La battaglia contro il colosso di Wolfsburg - finito nei guai per l’uso di un software che consentiva di limitare i dati delle emissioni in occasione dei test di prova - era partita proprio da Trento, con una causa pilota promossa dall’avvocato Gigi Olivieri. Nella querela si ipotizzava il reato di truffa per la sussistenza di «artifizi e raggiri» palesi vista la presenza del dispositivo segreto che alterava i risultati. Volkswagen avrebbe causato un danno al querelante, anzi alle migliaia di automobilisti nelle sue stesse condizioni: danno patrimoniale per la sensibile perdita di valore del mezzo, ma anche danno morale perché l’acquirente del veicolo (una Polo) credeva di avere una vettura a basso impatto ambientale e invece non era così.

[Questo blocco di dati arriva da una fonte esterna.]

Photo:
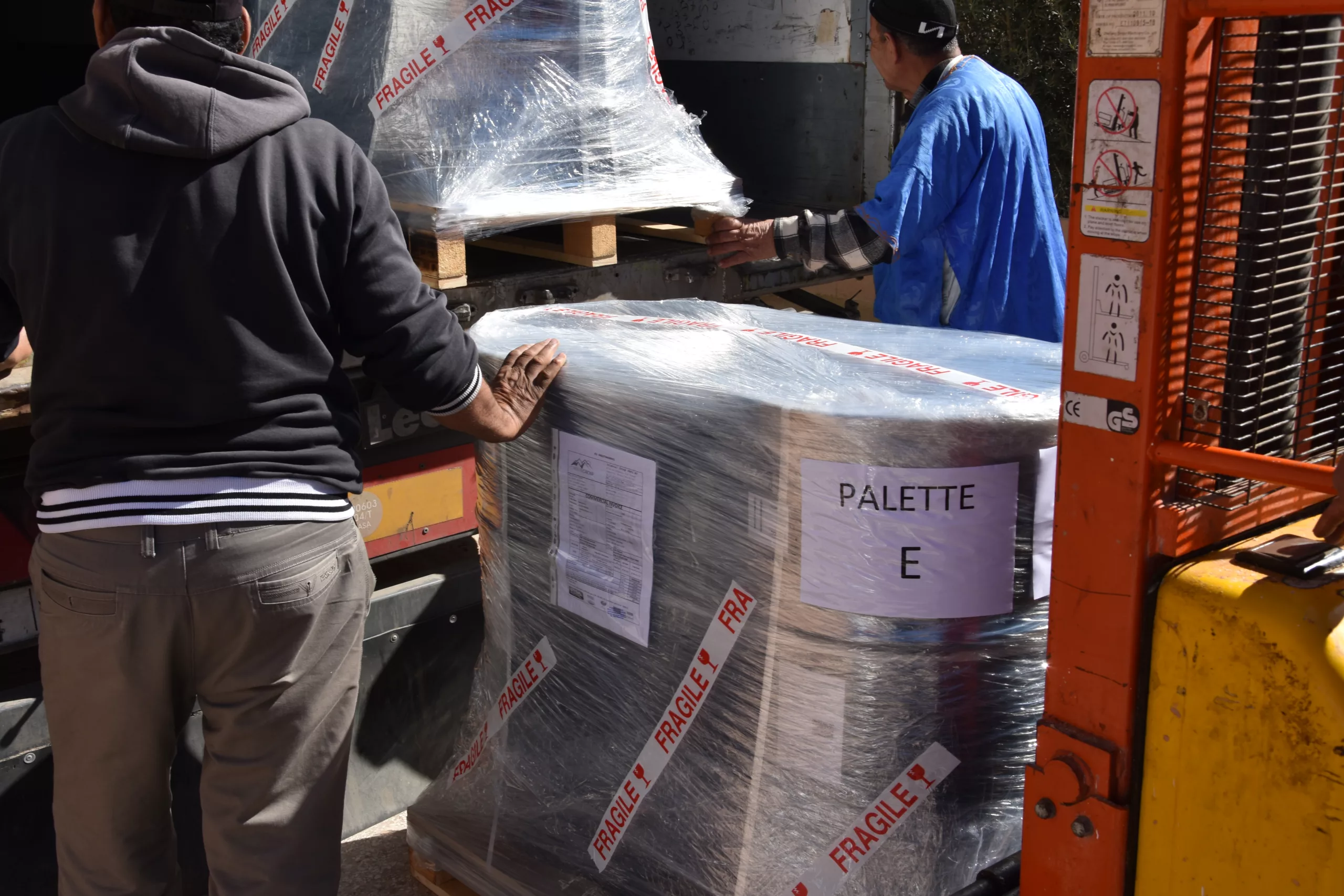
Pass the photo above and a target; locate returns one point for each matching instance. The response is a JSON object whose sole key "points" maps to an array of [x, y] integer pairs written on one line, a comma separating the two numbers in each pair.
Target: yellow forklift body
{"points": [[1244, 766]]}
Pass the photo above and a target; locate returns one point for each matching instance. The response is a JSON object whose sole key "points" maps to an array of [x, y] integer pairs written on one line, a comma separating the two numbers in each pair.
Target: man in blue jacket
{"points": [[964, 231], [191, 254]]}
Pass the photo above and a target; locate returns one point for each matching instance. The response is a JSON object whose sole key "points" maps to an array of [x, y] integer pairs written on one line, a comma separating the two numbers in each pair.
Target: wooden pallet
{"points": [[589, 242], [437, 882], [443, 258], [666, 231]]}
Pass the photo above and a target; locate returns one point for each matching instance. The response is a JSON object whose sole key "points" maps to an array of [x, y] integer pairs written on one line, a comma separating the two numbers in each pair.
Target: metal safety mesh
{"points": [[1265, 370]]}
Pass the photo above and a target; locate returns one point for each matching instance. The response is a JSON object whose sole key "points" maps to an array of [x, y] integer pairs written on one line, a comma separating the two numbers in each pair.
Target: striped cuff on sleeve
{"points": [[463, 399], [842, 238]]}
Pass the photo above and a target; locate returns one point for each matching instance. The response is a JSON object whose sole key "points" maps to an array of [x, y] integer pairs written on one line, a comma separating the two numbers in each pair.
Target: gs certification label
{"points": [[1101, 413]]}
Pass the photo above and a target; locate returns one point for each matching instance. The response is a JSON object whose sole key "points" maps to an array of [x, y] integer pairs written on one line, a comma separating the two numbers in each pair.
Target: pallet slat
{"points": [[591, 244], [660, 230], [436, 882], [443, 260]]}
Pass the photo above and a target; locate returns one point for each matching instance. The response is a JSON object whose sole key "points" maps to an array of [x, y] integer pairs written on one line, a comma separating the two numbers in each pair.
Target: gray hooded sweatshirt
{"points": [[191, 253]]}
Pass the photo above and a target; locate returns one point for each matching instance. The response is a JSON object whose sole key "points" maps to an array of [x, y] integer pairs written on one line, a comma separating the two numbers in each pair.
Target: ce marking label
{"points": [[1101, 413]]}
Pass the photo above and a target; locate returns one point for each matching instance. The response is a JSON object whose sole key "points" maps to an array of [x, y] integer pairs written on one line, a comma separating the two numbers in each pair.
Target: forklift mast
{"points": [[1203, 376]]}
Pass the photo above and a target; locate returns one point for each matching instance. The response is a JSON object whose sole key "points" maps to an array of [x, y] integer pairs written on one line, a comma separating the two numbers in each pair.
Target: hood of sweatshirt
{"points": [[172, 93]]}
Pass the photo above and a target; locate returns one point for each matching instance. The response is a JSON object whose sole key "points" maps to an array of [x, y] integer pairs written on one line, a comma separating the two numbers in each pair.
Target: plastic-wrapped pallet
{"points": [[550, 109], [875, 515]]}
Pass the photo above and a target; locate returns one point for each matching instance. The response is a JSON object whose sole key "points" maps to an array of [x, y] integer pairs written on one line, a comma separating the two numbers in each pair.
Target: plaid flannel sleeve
{"points": [[843, 239]]}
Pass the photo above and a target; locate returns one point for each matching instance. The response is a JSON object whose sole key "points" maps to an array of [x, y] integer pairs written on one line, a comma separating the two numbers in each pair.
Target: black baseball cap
{"points": [[937, 18], [193, 10]]}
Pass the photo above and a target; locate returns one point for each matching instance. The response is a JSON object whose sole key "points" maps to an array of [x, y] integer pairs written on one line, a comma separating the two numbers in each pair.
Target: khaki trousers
{"points": [[262, 626]]}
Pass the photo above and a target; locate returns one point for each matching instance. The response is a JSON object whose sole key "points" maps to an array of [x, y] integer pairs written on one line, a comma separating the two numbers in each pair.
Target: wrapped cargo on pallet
{"points": [[863, 522], [548, 109]]}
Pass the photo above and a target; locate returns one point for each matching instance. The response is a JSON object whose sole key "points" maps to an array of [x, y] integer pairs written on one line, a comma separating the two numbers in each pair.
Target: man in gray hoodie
{"points": [[191, 254]]}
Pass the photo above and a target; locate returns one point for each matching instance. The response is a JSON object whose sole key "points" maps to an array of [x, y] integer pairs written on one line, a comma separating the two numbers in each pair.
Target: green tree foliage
{"points": [[1037, 44]]}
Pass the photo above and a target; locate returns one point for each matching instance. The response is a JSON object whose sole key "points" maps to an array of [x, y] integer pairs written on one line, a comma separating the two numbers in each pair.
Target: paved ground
{"points": [[375, 863]]}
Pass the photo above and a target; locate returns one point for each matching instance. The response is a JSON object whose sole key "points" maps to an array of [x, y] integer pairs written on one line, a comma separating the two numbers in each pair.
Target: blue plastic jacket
{"points": [[971, 179]]}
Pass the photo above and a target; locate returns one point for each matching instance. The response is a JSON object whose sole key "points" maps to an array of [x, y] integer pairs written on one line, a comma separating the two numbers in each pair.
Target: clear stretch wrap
{"points": [[721, 442], [551, 109]]}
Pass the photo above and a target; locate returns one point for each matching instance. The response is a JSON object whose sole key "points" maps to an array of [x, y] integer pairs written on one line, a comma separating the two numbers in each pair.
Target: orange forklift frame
{"points": [[1117, 518]]}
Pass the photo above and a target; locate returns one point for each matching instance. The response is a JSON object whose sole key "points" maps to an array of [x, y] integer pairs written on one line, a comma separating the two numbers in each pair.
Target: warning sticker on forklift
{"points": [[1109, 294], [521, 684], [459, 31], [1121, 152], [268, 26], [877, 824], [725, 628], [1100, 413], [947, 374], [1126, 27]]}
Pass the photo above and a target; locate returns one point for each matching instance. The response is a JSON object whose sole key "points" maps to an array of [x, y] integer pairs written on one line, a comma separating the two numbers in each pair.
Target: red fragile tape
{"points": [[267, 29], [945, 374], [459, 31], [334, 41], [877, 824], [682, 711], [521, 684]]}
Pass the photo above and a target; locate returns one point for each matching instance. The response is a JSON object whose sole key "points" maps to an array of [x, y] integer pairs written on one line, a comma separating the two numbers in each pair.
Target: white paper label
{"points": [[267, 30], [913, 543], [1109, 294], [1043, 524], [875, 825], [722, 636], [521, 684], [1126, 27], [604, 553], [810, 727], [1121, 154], [334, 39]]}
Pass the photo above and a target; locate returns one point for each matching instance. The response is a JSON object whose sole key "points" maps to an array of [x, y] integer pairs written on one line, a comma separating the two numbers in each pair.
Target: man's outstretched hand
{"points": [[505, 409], [741, 241]]}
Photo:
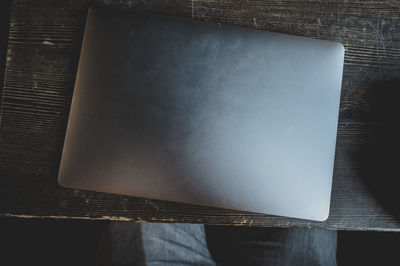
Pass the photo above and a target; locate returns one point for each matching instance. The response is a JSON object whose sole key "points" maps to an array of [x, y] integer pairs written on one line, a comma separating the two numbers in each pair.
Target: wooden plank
{"points": [[43, 49]]}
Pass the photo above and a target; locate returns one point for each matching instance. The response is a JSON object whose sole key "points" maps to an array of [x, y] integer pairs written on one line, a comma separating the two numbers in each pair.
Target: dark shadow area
{"points": [[49, 241], [378, 158], [368, 248], [5, 8], [75, 242]]}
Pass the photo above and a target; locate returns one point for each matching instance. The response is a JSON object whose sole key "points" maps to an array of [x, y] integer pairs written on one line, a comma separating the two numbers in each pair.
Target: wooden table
{"points": [[43, 50]]}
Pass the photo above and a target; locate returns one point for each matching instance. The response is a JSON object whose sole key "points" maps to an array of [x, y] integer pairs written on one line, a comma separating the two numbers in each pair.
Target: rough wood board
{"points": [[43, 49]]}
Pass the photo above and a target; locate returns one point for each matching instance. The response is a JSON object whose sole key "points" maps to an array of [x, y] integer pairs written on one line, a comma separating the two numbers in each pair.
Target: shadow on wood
{"points": [[378, 158]]}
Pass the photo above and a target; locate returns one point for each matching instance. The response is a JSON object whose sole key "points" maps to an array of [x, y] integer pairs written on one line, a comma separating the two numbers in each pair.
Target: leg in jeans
{"points": [[154, 244], [272, 246]]}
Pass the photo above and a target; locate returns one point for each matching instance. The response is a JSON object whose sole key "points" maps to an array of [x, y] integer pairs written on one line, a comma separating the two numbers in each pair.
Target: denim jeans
{"points": [[195, 244]]}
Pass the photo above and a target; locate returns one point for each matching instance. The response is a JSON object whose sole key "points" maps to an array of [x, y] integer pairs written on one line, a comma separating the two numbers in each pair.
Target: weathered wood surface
{"points": [[43, 49]]}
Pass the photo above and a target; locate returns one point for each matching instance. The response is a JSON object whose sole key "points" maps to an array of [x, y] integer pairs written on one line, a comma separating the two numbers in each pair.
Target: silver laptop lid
{"points": [[180, 110]]}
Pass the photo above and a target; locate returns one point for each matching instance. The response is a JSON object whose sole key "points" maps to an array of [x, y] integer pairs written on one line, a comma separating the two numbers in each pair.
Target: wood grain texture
{"points": [[43, 49]]}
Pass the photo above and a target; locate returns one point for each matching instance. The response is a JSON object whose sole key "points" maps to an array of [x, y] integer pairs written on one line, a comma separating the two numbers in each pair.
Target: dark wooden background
{"points": [[43, 50]]}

A questa querela se ne sono aggiunte altre tre (una per frode in commercio, ma la procura ha ritenuto che il fatto andasse qualificato correttamente come truffa), poi riunite in un unico procedimento. Centrale, rispetto ad una ipotesi di truffa, era proprio il profilo del danno denunciato, anche in prospettiva di una vendita futura del veicolo. Ma attingendo ai dati del responsabile analisi di mercato della rivista Quattroruote, la procura scrive: «Il dieselgate non ha modificato le valutazioni di mercato dei veicoli coinvolti». Non solo, nel gennaio 2016, «le immatricolazioni delle autovetture Volkswagen sono aumentate del 20.18%».
In definitiva per la procura, se è vero che gli automobilisti sono stati indotti in errore con «un artificio» su alcune caratteristiche delle vetture acquistate, si deve però escludere la sussistenza di un reato di truffa, «per la preclusiva ragione che nessun danno è stato riportato dagli acquirenti che hanno acquistato una autovettura che comunque è in grado di svolgere la funzione per cui è stata acquistata, che per effetto del comportamento artificioso non ha consumi superiori o prestazioni inferiori al dichiarato, che non corre rischio di subire limitazioni alla circolazione e che allo stato non ha subito neanche deprezzamenti del valore dell’usato».
Da qui la richiesta di archiviazione per il legale rappresentante dell’azienda al momento in cui è scoppiato lo scandalo (Michael Alexander Obrowski) e per il legale rappresentante dell’azienda negli anni in cui sono avvenute le importazioni delle quattro automobili (Rupert Johann Stadler).